Water, pH levels, and disturbance all have an impact on leaf colors. We will see color changes in any landscapes that range from damp low country to higher, drier areas or from pristine wilderness to busy woods. This is why we will always see the colors fluctuate within the same species as we look down on a forest from a height.

There are times when spikes in the acidity in the soil will paint the leaves strongly. Acidic soil is low in nutrients and no landscape has uniform pH levels. I try to spot this when I’m looking down from mountainsides in areas where there is mining, as this always leads to major fluctuations in water, disturbance, and pH levels. It is usually possible to spot the ripples in colors near the greatest activity.

On the flip side, some trees, especially conifers like Norway spruce, are happier in acidic soils and these trees will lose some of the rich green color in their foliage if the soil is too alkaline. Rivers and roads change water levels and soil chemistry, so it is rare for foliage to hold the same hue all the way to its edges.
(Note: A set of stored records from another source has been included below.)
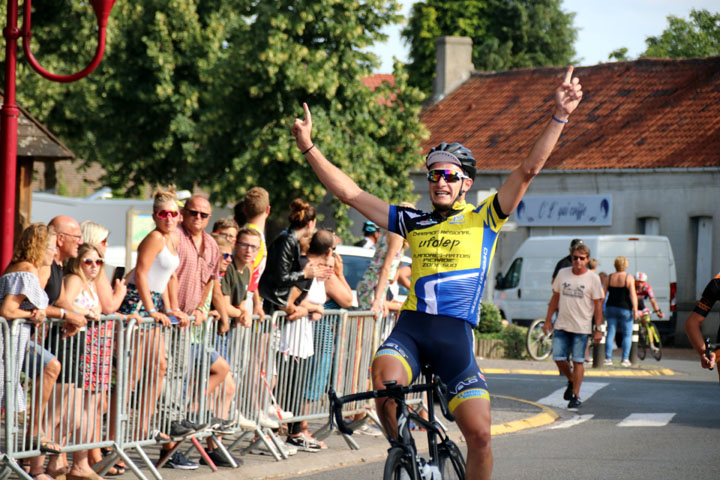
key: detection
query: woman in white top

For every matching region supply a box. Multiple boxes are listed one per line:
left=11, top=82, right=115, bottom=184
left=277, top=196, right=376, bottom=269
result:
left=280, top=230, right=335, bottom=452
left=119, top=189, right=190, bottom=438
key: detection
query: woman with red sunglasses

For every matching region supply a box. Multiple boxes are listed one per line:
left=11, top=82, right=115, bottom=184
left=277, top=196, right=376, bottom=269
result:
left=119, top=187, right=190, bottom=442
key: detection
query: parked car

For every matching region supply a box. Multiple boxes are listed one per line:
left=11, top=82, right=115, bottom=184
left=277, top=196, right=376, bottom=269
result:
left=493, top=235, right=677, bottom=333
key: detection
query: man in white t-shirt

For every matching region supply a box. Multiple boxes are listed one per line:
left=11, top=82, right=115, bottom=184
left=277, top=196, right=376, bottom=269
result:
left=543, top=243, right=603, bottom=408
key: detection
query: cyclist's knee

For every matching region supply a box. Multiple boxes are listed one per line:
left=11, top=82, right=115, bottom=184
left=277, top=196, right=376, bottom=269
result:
left=372, top=355, right=410, bottom=390
left=455, top=399, right=491, bottom=451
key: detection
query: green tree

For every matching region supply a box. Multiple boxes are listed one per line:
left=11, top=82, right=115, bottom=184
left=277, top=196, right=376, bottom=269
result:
left=402, top=0, right=577, bottom=92
left=194, top=0, right=426, bottom=231
left=1, top=0, right=426, bottom=234
left=640, top=9, right=720, bottom=58
left=608, top=47, right=630, bottom=62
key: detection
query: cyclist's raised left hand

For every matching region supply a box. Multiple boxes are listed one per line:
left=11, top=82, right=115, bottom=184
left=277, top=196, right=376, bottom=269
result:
left=555, top=66, right=582, bottom=120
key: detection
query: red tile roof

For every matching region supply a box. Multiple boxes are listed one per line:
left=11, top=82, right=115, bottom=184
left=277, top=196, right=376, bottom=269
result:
left=421, top=57, right=720, bottom=170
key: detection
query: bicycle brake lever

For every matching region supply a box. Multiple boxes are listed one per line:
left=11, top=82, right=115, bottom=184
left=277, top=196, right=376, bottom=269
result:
left=705, top=337, right=713, bottom=370
left=433, top=375, right=455, bottom=422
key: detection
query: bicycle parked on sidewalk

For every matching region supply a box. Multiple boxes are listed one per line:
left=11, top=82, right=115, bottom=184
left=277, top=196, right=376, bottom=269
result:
left=525, top=318, right=554, bottom=360
left=638, top=312, right=662, bottom=362
left=328, top=372, right=465, bottom=480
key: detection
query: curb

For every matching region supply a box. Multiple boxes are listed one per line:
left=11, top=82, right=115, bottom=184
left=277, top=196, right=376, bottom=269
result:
left=481, top=368, right=675, bottom=378
left=490, top=395, right=560, bottom=437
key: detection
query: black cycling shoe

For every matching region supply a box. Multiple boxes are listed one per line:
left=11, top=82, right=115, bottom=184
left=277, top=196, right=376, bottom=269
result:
left=568, top=395, right=582, bottom=408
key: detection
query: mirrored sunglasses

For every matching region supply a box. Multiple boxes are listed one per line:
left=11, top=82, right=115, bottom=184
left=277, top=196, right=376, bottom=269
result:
left=428, top=170, right=469, bottom=183
left=187, top=210, right=210, bottom=219
left=156, top=210, right=180, bottom=218
left=83, top=258, right=105, bottom=267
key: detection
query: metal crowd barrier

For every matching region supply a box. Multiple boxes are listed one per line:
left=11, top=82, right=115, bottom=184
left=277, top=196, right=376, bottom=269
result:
left=0, top=310, right=404, bottom=480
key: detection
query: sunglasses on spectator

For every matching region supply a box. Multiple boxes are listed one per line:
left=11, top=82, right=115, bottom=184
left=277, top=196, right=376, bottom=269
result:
left=428, top=170, right=469, bottom=183
left=187, top=210, right=210, bottom=218
left=156, top=210, right=180, bottom=218
left=83, top=258, right=105, bottom=267
left=58, top=232, right=82, bottom=243
left=235, top=242, right=260, bottom=252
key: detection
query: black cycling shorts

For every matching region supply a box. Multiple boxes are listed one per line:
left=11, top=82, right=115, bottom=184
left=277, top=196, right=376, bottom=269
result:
left=375, top=310, right=490, bottom=412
There are always a few variables, so the simplest way to think about it is that a uniform rich green color in trees is a sign that the key influences are in the range they can tolerate happily. If we see a patch of trees with an “off” color, it is a sign that one of these variables is nudging danger levels for that species. If we have ticked off water and disturbance as likely causes, problems with the soil chemistry are worth considering.